OUTSIDE TESS STARTED pulling on her leash. As if to get away from me. I apologized, I bent over and tried to rub her tummy, It was my fault, I told her, I was the one who took away your ball, I’m sorry, I just lost it for a minute, but she wouldn’t even look at me. Even if she did, I suddenly knew I’d see hate in her little blue eyes, betrayal, distrust, disgust, and that made me want to bawl, crumple up, just die. Pound her into loving me again. She seemed to want to cross the street, or I thought she did, so I let out the leash a few feet and let her go. She trotted directly across to where the streetlight was in front of Eric’s apartment house, the one that always shone through the tree branches into his bedroom window. She sniffed around the grass, squatted and peed, but then still tugged me, really, she did, across the patch of landscaping, toward the dark window at the side of the building. And I looked through the window, knowing what I was going to see, the heat and the wet, the feral rocking, a thing to draw blood, flaming and lethal as love. But all I could see, I thought, was a still, dull gleam of torso, and then a curve, maybe, of breast, a rumple of long dark hair, a girl sleeping curled up inside his arms, the quilted bedspread half thrown over both of them, all of it, both of them, still. I looked over at Tess; she gazed at me with innocence, the light from the streetlamp making a nimbus of her fine apricot fur.

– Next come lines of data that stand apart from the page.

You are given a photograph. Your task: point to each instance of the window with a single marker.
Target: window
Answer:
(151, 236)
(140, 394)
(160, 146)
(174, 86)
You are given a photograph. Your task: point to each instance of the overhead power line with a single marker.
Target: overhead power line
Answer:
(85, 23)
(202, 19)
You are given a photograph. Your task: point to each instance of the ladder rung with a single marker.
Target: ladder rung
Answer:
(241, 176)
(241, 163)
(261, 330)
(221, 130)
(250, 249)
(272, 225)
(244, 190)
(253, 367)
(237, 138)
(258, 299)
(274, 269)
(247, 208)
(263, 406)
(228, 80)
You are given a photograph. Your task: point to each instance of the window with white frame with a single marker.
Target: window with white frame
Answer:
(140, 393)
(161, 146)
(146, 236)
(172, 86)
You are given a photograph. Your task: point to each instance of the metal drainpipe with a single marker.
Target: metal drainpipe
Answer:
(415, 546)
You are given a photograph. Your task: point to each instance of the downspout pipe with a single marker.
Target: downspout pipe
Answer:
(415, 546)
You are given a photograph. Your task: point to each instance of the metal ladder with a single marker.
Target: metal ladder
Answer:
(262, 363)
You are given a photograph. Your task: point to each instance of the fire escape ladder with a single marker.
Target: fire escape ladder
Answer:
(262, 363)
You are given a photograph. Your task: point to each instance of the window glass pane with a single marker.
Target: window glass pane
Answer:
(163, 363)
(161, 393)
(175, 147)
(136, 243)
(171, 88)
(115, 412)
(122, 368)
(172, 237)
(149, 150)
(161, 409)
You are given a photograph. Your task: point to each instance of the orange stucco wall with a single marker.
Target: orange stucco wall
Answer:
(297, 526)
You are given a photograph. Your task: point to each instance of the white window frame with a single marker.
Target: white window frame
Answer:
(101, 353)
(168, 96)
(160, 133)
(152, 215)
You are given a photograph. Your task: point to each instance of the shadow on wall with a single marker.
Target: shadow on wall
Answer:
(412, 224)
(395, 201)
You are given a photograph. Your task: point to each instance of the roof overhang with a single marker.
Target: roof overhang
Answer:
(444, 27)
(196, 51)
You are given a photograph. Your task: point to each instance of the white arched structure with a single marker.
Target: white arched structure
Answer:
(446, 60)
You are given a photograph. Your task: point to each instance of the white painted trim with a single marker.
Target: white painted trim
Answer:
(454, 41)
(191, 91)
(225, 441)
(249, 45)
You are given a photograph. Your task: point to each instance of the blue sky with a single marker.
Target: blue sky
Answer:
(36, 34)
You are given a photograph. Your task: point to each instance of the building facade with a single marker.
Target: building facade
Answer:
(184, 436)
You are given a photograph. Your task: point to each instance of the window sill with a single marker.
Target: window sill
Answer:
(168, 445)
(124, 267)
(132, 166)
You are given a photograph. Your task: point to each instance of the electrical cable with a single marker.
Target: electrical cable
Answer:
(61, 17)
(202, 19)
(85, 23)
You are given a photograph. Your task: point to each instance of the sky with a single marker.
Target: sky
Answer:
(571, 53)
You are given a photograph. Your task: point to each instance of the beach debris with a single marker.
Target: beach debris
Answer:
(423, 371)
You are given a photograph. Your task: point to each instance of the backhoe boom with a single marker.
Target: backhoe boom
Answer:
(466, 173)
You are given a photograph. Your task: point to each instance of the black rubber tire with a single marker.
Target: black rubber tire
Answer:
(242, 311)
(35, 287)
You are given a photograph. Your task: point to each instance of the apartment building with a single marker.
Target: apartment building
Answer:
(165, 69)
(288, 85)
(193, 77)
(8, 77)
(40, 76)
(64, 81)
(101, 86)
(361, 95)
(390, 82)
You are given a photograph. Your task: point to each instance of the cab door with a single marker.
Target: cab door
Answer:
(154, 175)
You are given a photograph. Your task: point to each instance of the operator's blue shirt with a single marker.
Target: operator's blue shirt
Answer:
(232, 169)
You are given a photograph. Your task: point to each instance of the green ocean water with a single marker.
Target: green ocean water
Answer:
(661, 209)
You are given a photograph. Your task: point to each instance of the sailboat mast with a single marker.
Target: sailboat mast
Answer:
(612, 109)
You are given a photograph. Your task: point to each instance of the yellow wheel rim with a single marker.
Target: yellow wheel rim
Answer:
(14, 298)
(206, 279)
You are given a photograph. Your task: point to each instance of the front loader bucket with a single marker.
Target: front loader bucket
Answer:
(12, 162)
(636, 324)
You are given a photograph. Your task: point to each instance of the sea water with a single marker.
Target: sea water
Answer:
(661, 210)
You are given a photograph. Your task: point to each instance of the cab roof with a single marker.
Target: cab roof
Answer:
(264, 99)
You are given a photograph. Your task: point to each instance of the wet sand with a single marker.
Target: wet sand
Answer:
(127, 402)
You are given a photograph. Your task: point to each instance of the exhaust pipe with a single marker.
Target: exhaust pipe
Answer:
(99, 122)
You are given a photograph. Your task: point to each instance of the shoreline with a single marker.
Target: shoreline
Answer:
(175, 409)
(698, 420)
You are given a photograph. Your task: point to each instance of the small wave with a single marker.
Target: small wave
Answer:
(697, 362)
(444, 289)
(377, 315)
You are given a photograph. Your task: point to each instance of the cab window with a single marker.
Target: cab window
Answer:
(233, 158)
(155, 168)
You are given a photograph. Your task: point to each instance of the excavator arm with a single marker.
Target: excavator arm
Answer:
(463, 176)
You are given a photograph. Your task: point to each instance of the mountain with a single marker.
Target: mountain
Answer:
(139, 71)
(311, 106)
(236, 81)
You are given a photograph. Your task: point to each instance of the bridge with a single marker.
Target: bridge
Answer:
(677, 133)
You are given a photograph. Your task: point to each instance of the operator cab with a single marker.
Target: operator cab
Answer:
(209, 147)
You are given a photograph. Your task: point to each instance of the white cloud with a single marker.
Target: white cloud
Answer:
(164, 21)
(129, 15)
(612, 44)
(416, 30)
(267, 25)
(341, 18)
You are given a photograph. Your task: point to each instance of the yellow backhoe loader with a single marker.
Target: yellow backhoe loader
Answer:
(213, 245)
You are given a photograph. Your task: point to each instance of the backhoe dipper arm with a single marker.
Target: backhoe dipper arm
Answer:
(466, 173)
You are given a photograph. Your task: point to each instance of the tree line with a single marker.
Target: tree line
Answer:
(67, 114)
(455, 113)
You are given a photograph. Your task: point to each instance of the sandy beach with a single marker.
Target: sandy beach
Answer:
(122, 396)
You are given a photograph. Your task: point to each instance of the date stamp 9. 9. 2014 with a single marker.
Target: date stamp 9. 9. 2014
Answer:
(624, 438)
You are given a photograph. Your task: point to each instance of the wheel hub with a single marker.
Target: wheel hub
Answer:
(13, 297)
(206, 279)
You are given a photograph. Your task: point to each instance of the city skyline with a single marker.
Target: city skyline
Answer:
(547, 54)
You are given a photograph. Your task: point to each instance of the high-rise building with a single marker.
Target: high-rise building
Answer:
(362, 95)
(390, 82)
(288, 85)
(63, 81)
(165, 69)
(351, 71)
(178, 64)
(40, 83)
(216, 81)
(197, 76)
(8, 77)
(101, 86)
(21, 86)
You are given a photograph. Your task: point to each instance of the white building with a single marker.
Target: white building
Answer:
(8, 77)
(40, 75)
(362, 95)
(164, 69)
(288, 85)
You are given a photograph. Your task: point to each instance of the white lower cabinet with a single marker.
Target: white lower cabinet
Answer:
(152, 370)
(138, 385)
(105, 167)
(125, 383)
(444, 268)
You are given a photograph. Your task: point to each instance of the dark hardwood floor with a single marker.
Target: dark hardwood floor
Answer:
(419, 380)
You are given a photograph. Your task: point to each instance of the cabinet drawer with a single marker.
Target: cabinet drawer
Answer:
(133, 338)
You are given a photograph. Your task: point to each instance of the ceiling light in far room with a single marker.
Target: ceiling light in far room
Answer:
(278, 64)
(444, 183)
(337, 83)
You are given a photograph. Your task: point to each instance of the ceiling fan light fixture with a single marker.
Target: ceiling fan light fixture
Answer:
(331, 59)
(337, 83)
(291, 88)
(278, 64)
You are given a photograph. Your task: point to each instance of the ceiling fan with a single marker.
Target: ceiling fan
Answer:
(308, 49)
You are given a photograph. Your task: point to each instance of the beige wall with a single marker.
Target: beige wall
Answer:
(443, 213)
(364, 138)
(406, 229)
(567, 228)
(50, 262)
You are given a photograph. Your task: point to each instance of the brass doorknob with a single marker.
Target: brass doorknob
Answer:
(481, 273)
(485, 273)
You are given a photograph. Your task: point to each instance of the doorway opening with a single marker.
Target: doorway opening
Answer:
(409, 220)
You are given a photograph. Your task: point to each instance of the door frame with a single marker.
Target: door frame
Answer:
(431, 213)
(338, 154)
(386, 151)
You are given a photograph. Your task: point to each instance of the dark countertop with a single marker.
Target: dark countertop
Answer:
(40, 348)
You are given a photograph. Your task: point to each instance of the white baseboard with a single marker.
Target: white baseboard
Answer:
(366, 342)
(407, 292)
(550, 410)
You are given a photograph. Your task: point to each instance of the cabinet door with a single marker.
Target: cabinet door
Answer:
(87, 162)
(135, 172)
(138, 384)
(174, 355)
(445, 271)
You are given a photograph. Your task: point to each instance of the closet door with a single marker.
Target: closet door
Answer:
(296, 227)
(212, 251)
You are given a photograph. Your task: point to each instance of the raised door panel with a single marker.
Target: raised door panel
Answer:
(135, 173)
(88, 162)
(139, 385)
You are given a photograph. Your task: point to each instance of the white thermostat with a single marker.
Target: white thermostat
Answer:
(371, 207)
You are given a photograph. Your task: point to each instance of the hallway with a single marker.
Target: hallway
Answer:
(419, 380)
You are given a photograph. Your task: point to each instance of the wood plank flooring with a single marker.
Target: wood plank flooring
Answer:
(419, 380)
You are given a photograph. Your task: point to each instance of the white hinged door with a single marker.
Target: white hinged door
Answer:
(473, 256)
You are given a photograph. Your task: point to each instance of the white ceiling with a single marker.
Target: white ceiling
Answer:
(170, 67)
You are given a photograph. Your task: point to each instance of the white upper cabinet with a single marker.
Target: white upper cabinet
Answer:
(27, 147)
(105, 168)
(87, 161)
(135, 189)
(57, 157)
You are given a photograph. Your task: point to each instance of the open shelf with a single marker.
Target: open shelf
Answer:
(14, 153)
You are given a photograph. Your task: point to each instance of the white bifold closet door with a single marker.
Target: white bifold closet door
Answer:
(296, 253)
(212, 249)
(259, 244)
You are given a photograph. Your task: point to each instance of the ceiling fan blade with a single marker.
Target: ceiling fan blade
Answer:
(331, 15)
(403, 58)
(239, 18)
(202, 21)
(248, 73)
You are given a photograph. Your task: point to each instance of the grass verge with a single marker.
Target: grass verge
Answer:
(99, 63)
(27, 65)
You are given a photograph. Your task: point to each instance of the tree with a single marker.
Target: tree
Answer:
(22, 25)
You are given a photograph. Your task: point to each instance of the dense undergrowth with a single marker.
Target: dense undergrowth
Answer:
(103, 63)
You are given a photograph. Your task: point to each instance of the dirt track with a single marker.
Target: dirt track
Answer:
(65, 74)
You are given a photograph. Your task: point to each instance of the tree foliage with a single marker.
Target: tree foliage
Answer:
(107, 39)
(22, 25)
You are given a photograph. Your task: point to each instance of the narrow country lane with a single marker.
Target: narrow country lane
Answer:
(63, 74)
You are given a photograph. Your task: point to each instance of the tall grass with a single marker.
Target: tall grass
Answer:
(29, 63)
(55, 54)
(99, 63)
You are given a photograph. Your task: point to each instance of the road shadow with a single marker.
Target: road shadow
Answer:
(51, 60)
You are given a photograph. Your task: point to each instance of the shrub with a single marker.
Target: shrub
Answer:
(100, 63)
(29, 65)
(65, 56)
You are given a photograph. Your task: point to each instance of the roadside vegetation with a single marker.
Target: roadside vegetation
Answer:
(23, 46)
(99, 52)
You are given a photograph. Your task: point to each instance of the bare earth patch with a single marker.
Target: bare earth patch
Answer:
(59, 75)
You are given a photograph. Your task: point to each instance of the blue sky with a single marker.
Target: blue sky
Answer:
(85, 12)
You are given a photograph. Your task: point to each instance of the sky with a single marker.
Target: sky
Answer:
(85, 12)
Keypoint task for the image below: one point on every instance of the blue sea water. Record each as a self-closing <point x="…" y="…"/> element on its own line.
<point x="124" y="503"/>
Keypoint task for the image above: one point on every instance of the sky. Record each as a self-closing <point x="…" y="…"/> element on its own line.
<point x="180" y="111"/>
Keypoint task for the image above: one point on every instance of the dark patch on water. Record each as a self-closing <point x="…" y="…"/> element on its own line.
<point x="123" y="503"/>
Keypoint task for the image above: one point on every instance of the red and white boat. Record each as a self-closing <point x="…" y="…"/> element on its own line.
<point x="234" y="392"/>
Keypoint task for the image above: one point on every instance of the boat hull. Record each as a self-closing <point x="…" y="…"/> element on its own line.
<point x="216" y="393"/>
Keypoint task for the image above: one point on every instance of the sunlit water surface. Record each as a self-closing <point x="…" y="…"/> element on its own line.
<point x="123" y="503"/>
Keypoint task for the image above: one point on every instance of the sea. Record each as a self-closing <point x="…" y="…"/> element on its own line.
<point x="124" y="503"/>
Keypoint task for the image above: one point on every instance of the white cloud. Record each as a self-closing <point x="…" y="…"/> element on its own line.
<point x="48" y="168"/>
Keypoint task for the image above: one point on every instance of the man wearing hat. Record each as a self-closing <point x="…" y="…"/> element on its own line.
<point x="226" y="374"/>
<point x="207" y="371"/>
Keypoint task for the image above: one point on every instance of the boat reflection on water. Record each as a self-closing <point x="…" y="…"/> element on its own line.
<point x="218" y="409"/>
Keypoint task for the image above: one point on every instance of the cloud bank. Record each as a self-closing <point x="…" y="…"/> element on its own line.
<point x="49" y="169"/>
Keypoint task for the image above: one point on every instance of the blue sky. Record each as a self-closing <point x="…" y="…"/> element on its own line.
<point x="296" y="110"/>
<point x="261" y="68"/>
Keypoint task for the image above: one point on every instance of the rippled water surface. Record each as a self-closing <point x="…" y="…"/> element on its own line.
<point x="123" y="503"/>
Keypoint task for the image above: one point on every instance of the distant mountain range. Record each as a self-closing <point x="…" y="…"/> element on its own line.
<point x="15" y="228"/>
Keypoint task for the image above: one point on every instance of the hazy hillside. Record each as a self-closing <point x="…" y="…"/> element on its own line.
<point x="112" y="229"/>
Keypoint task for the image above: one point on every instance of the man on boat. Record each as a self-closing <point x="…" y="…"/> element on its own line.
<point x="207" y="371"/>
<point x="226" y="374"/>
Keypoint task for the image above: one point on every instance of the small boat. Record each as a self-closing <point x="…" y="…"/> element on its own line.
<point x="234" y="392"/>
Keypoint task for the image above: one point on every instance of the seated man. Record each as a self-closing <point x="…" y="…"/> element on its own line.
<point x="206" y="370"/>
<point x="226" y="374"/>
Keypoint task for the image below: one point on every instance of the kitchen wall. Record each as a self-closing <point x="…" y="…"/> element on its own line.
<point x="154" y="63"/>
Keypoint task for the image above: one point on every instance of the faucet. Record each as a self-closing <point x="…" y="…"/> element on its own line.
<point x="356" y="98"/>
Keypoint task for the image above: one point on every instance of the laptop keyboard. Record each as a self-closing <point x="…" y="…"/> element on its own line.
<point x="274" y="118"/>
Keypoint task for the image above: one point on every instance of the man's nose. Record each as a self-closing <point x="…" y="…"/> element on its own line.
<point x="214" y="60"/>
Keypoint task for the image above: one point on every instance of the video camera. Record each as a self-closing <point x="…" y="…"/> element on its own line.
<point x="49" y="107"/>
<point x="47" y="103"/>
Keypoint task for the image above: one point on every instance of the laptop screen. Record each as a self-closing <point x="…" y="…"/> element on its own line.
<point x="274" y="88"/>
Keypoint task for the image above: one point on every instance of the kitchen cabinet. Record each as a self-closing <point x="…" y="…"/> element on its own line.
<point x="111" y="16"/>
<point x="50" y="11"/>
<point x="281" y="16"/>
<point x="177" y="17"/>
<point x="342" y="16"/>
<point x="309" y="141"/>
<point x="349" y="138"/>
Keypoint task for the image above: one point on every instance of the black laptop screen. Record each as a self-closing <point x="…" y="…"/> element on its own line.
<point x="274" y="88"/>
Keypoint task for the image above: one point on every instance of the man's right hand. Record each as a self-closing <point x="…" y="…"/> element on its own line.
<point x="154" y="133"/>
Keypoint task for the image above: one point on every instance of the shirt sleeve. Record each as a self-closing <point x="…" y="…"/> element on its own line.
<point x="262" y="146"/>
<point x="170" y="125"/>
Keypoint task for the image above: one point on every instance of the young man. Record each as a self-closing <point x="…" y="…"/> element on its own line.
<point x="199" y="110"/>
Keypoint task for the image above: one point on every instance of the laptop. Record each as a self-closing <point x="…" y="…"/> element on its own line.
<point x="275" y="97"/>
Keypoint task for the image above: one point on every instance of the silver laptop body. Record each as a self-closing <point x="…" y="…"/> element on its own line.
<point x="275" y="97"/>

SHE WOULD HAVE been seven on her next birthday, and that’s starting to get old, sort of, for a dog. She would have gotten arthritis, or canine diabetes, and I couldn’t do that to her. I wouldn’t be able to bear seeing her in any pain, or seeing her hurt, and I bet Dayna would be just too busy with her drooly boyfriend when the time came to help. I got a fire going in the fireplace, and I brought her onto my lap and held her for a while. I felt the tiny staple-stitches inside her belly where she’d been fxd, and admired her trim, unused vulva that always kept her sort of a puppy, and inhaled her furry, spongy tartar smell. I rubbed her tummy until she relaxed and went limp and trusting the way she used to, with me, her little almond-shaped eyes closing in warm, sleepy peace, and I knew she loved me again and she knew how much I loved her. She let her head drop back, and the soft, clumped curls along her throat weren’t any problem at all, because I’d been very, very careful to sharpen the blade.

I’d bought a new ball to put in with her, but afterward I realized the rubber wouldn’t burn, it would just melt to a smoky, periwinkle-blue lump in the fireplace. And the aroma of her was so good, like rich, roasting, crackling kernels of popcorn. So I just buried the ball in the backyard. Sometimes now I awake alone in the middle of the night, thinking I hear its thump-roll, or feel her shove it under my thigh: You want to play with my ball? Here, look, here’s a ball! You want to play? Please, please! Please, please, love me love me love me. Sometimes I hear her nail-scrambles on the floor.

I just wish I’d tasted her before she burned all away. I’m sure she would have tasted so sweet. Like apricots.